Le meilleur tireur en ville

CHRONIQUE / Le chasseur tient son énorme fusil entre ses mains et il marche discrètement sur la pointe des pieds afin de ne pas se faire remarquer.

Il y a deux minutes, il a fait feu trois ou quatre fois dans le salon et là, il vient tout juste d’arriver dans la cuisine. Le chasseur s’en doute : il risque d’y avoir beaucoup de gibier.

Dès qu’il entre dans la cuisine, des petits bourdonnements se font entendre et même si le chasseur n’a pas encore vu un seul spécimen, il sait que d’ici quelques instants, il devra peut-être faire vite parce qu’aussitôt qu’une proie s’envole, les autres suivent très rapidement.

Le chasseur commence alors à balayer la cuisine du regard. Il pose tout d’abord les yeux sur le comptoir de la cuisine, puis il survole rapidement la vaisselle sale qui traîne, mais rien. Puis, un bourdonnement se fait à nouveau entendre et le son semble provenir de la fenêtre.

Le chasseur tente donc de repérer d’où provient le bruit, puis il aperçoit cette grosse mouche qui vole de la fenêtre jusqu’au plafond de la cuisine. La mouche ne le sait pas, mais d’ici quelques secondes, une décharge impitoyable de sel sera propulsée à toute vitesse sur elle et, si elle est chanceuse dans sa malchance, elle mourra sur le coup en explosant.

Cette scène plutôt burlesque s’est produite des dizaines et des dizaines de fois dans ma maison, au cours de l’été. Les habitués et habituées de cette chronique s’en souviendront peut-être, mais il y a quelques mois, je vous racontais fièrement m’être enfin procuré un de ces incroyables fusils à mouches, et maintenant que l’été est terminé, je peux vous confirmer que ce fut sans aucun doute l’achat le plus pratique que j’ai effectué depuis très longtemps.

D’ailleurs, ma satisfaction a même décuplé dans les derniers jours, car étant donné que l’automne fait de gros efforts afin de s’installer, les mouches rivalisent d’audace dans l’espoir de se trouver un abri chaud pour les mois à venir et croyez-moi, on est en plein festival de la mouche ici. Alors hop, c’est un peu comme si, pendant tout l’été, je m’étais pratiqué pour ce grand marathon final où je dois maintenant faire face à des vagues constantes de mouches. Au grand malheur de celles-ci, je suis certainement devenu le meilleur tireur en ville. Du moins, avec un fusil à mouches. Le seul problème dans tout ça, c’est que même si ce truc ne propulse qu’une toute petite pincée de sel chaque fois qu’on tire, ça finit par faire beaucoup de sel propulsé lorsqu’on doit chasser des dizaines et des dizaines de mouches par jour.
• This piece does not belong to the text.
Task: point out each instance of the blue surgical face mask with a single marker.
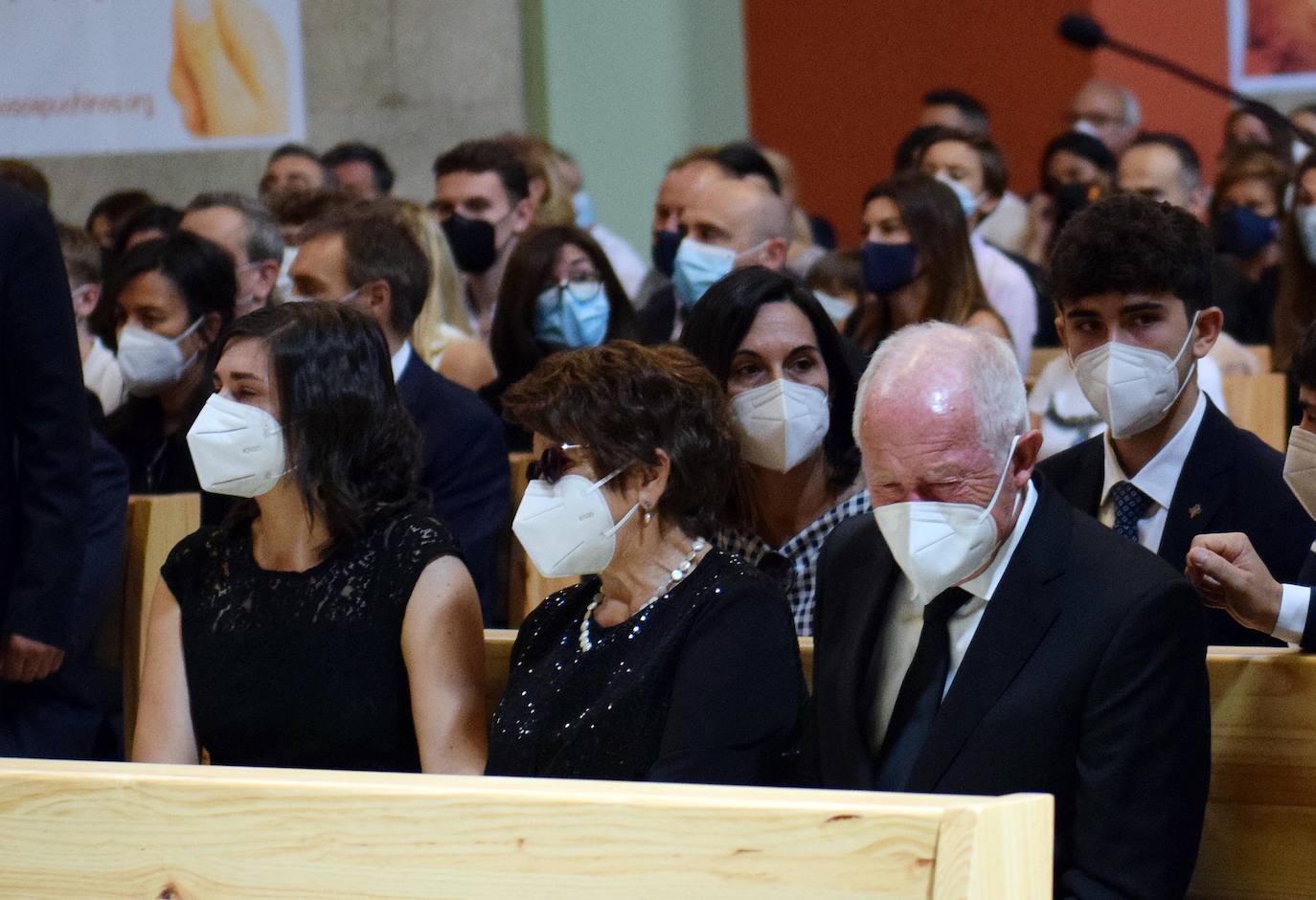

Mais bon, ça fait plutôt le bonheur de Billy le chien, étant donné qu’il a décidé de s’impliquer dans les tâches ménagères de la maison en bouffant les cadavres de mouches. De toute évidence, il les préfère avec une petite touche de sel.

C’est fou, car je viens tout juste de me rendre compte que j’étais déjà en train de penser à l’an prochain en me disant que j’allais sûrement m’acheter le pointeur laser qu’on peut ajouter au fusil pour mieux viser.

À bien y penser, je suis théoriquement devenu un vrai chasseur. Il va me falloir un pick-up.

Autres temps...

Un jour, vous êtes là, en train d’apprendre à votre maman à se servir de Facebook. Chaque fois qu’elle hésite avant de faire une manipulation, elle s’excuse nerveusement de ne pas être encore à l’aise avec cette technologie, et ce, même si vous la rassurez continuellement comme quoi c’est normal et qu’il n’y a pas matière à se stresser.

Le lendemain, c’est vous qui vous retrouvez au bureau de poste pour envoyer une simple lettre. La dame au comptoir le voit dans vos yeux : vous êtes comme un poisson dans une boutique de chaussures de sport. Alors que vous vous apprêtez à envoyer la lettre après avoir rempli toutes les informations sur l’enveloppe, la dame de la poste remarque que vous auriez besoin d’être rassuré et elle jette donc un coup d’oeil rapide à votre lettre pour vous dire ensuite que tout semble beau.

Puis, après l’avoir remerciée en lui disant sur un ton plutôt embarrassé que vous êtes nul avec les trucs de courrier, elle vous répond que c’est normal et qu’il n’y a pas matière à se stresser. À chaque époque ses héros, j’imagine.